Preheat the oven to 210 degrees celsius convection. Lightly grease 4 oven trays and set aside. Combine the butter with water, sugar, milk & salt in a large heavy-based saucepan and bring to the boil. Remove from the heat and using a wooden spoon quickly beat in the flour. Return to the heat and continue beating until the mixture comes together and leaves the side of the pan. Cook, beating over low heat for 1-2 minutes to cook flour. Remove from heat and allow to cool slightly.


Transfer to a large bowl. Using a hand mixer, beat the mixture to release any more heat. Gradually add the eggs, one at a time. Beat well between each addition until all the eggs have been added and the mixture is thick and glossy. Beat for a few more minutes, or until thickened.

Spoon the mixture, in batches, into a piping bag fitted with a 1.25-1.5cm nozzle. Cover remaining pastry with cling film. Pipe mixture onto trays about 3cm x 2cm high leaving room for spreading. Bake for 25-30 minutes, in batches, or until firm and hollow when tapped. Transfer puffs to wire racks.



Put custard into a piping bag with a nozzle less than 1cm. Poke a small hole in the base of each puff and fill with custard.

For the caramel, combine water and sugar in a saucepan until it boils add glucose, and cook until caramel in colour. Remove from the heat and dip the base of the pan in a bowl of water to cool slightly. Grease a cake ring and place ring mould on a baking paper lined tray, pour enough caramel to coat the base 5mm. This is the base for the croquembouche. (I didn’t make this base)
Dip the puff bases in enough toffee to coat and place upside down on a tray lined with baking paper.

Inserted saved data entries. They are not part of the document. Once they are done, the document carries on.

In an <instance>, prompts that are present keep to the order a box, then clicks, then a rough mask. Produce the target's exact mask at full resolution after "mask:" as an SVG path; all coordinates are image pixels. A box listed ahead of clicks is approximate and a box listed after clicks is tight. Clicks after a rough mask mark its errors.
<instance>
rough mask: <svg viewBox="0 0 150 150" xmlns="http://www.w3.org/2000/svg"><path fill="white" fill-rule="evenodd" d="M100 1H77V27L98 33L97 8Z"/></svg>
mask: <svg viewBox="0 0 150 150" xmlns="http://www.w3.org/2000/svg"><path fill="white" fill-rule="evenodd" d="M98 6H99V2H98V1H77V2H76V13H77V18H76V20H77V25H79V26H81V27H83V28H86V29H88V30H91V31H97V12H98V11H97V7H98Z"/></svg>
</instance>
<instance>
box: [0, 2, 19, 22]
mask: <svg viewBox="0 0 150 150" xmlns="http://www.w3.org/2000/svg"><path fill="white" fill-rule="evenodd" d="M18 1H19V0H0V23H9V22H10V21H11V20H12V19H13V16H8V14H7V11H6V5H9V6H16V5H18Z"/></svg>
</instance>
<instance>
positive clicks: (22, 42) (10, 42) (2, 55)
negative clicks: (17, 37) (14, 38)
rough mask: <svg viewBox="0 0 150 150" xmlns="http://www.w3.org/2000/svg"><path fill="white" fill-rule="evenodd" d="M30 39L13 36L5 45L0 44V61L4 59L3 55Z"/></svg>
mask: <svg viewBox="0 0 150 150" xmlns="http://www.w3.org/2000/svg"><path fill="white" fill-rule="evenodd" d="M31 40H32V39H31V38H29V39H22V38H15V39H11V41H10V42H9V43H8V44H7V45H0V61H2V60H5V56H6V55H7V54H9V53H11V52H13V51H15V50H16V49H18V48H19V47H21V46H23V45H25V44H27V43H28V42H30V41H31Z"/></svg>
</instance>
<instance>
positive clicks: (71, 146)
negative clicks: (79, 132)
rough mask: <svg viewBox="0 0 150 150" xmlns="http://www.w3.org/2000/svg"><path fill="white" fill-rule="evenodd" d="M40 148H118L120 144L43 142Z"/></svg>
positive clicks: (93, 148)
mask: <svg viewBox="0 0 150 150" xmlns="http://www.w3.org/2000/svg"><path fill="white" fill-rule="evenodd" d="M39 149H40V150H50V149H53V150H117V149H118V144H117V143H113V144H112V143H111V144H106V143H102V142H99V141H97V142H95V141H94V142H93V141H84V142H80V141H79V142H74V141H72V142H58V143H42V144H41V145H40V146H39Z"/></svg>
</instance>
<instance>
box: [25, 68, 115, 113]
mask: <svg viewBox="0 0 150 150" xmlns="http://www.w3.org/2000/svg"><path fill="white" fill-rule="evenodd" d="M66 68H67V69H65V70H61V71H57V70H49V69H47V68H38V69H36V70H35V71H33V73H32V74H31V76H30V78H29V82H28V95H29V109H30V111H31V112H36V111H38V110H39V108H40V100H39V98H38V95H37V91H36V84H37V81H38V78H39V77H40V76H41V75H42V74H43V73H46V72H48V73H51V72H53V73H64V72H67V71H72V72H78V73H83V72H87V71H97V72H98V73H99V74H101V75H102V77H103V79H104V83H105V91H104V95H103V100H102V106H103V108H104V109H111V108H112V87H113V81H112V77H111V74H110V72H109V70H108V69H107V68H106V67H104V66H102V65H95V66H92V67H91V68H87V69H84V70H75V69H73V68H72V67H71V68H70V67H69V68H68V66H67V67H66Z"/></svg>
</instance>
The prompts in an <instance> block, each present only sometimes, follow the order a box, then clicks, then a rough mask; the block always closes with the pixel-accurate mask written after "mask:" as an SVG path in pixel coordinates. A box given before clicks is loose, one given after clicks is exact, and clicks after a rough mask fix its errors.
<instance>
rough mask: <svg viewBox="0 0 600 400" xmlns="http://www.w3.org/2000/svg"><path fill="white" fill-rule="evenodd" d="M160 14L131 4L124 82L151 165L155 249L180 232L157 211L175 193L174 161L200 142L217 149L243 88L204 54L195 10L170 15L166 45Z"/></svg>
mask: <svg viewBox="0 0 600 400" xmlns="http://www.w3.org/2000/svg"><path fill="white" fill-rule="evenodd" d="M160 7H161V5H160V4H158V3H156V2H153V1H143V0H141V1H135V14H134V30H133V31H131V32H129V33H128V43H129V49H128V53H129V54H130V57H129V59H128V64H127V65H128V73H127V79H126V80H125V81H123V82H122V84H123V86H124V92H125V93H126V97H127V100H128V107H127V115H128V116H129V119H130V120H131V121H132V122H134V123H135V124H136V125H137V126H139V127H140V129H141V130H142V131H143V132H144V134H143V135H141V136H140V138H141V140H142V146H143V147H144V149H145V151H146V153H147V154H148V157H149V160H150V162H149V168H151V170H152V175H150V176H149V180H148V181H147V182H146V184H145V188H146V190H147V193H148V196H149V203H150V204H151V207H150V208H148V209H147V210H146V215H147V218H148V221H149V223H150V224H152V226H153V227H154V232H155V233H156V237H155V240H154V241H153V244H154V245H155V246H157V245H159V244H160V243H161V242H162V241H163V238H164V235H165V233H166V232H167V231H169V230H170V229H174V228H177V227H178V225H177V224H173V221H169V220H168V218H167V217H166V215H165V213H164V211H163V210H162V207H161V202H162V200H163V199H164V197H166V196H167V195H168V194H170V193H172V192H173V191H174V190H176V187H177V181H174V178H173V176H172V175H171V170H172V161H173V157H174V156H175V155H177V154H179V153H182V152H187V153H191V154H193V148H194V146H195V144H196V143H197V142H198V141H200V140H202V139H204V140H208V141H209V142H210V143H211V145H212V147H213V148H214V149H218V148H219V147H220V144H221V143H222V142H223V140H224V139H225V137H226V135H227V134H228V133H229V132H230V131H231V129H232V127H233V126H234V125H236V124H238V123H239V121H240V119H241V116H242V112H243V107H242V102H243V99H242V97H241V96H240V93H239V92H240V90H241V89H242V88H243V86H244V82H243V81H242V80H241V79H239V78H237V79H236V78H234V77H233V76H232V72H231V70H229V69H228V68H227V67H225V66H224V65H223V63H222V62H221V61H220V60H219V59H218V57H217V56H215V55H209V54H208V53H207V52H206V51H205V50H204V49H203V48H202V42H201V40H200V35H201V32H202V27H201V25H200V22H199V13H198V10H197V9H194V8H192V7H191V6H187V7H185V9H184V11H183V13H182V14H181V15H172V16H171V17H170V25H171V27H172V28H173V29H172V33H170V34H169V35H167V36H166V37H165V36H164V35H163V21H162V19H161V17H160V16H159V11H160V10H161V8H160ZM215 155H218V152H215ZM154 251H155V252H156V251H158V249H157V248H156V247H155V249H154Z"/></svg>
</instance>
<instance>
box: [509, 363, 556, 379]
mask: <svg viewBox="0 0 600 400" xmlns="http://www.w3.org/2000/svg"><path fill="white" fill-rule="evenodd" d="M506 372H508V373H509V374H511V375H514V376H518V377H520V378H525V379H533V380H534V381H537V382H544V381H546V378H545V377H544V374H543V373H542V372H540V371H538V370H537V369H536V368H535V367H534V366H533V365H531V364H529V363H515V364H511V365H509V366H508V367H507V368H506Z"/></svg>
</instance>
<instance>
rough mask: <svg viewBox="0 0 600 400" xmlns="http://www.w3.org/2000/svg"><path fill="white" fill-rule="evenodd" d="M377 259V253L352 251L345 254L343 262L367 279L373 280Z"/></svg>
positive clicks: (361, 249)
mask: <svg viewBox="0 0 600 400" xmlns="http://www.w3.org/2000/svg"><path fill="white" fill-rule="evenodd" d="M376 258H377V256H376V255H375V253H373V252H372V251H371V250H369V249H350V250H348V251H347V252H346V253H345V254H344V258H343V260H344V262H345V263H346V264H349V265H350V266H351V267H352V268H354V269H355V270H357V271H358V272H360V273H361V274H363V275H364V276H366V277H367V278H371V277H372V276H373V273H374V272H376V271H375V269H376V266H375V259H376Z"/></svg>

(I just put a bit of toffee on the base of the profiteroles in a line so I could still hold the edges of the base. I then dipped the top in the toffee and stacked the profiteroles making a cone shape, sticking them together with extra toffee if needed)

To assemble, oil the croquembouche cone. Dip the sides of the puff balls in the toffee one at a time and place around the base of the cone. Continue adding balls until the cone is covered.
Transfer the base for the croquembouche to a serving plate. Place a small amount of caramel on the base. Grasp croquembouche gently and lift from the cone and place on the caramel base.

Re-heat the remaining toffee then dip two forks back to back in it. Spin toffee around the Croquembouche. Decorate with violets.